Cependant, il ne faudrait pas surestimer l'impact du facteur Bachelet sur les résultats de ce second tour. Cette élection présidentielle démontre en effet avant tout la parfaite santé d'une coalition de centre-gauche (formée par des démocrates-chrétiens, des socialistes et des radicaux), désormais majoritaire au Sénat et à la Chambre des députés, notamment grâce à la cote de popularité du président Lagos, et reconduite au pouvoir pour la quatrième fois. Alors que Sebastián Piñera entendait fragmenter le vote démocrate-chrétien en en appelant aux valeurs de la famille et de l'humanisme chrétien (Michelle Bachelet est au contraire agnostique et divorcée), le croisement des résultats des premier et second tours fait apparaître que la discipline de coalition a joué pour la gauche.
On peut donc s'attendre à ce que le gouvernement de Michelle Bachelet n'apporte guère de changements substantiels à un modèle qui a fait ses preuves. Bien que l'accent soit mis sur l'importance de la participation de la société civile au processus de prise de décision en annonçant le " début d'un nouveau style de politique nationale " il est vraisemblable que l'on assistera à un approfondissement du mode de relation avec les organisations sociales instauré depuis la fin de la dictature - un mode de relation qui ne garantit pas forcément leur autonomie par rapport aux partis politiques. Le Chili n'abandonnera pas non plus son présidentialisme exacerbé, qui détermine structurellement un certain style de leadership. Il en va de même en matière de politique économique. Bien que Michelle Bachelet soit une socialiste plus orthodoxe que son prédécesseur, il n'est pas question pour elle de remettre en cause le modèle néolibéral mais plutôt d'approfondir les réformes sociales entreprises par les trois gouvernements antérieurs, avec notamment la création d'un système de protection sociale. En effet, le défi pour la gauche n'est plus seulement de gérer ce modèle économique mais de le rendre plus redistributif.

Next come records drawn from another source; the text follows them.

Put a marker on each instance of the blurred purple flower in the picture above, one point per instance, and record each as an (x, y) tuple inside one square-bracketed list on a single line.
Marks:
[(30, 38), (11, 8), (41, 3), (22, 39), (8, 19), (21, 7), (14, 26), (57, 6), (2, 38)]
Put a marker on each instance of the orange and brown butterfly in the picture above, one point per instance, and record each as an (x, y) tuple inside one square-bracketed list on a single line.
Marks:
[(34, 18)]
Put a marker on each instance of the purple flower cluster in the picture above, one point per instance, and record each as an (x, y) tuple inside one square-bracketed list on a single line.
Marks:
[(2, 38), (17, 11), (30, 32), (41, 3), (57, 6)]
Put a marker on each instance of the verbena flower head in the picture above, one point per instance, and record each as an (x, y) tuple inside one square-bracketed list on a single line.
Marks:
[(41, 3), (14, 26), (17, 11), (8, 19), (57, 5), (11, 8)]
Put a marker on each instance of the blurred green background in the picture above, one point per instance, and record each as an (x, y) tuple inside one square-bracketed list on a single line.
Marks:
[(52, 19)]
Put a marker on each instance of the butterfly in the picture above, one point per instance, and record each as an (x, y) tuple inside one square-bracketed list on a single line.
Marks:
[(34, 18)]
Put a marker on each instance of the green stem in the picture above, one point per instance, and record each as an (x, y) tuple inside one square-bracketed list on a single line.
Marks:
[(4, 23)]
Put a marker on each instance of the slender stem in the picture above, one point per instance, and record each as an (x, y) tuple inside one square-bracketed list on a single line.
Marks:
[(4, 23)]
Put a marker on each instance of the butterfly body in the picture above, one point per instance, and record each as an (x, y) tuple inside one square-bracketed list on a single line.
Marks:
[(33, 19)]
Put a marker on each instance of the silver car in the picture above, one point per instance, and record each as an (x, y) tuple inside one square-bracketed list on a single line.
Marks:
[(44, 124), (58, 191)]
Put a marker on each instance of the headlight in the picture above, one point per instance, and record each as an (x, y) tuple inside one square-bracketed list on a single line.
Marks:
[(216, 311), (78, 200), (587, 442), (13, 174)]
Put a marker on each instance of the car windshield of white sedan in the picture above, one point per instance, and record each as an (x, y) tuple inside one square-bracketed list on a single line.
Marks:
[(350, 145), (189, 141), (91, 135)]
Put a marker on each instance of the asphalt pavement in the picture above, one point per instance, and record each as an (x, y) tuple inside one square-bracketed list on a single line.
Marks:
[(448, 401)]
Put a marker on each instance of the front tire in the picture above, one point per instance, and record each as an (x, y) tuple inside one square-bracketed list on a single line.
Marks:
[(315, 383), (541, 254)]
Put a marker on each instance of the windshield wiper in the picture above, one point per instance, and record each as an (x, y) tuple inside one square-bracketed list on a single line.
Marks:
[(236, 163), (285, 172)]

Il est enfin probable que ces élections auront surtout une incidence à long terme sur la politique de coalitions. L'inédite majorité de gauche au sein des deux Chambres va conduire la Concertation à administrer les différences d'abord au sein de la coalition de gouvernement, puis avec l'opposition. Mais les signes de changement seront particulièrement visibles au sein de la droite où la candidature de Sebastián Piñera a créé la surprise au sein d'une coalition longtemps dominée par la droite pinochetiste. Au-delà d'une redéfinition des relations de pouvoir entre les deux partenaires de l'Alliance de droite, la candidature du milliardaire ouvre la voie à une droite libérale et démocratique, démarquée de celle qui se revendique de l'ancienne dictature. La victoire de la gauche pourrait ainsi conduire à une modernisation de la droite chilienne.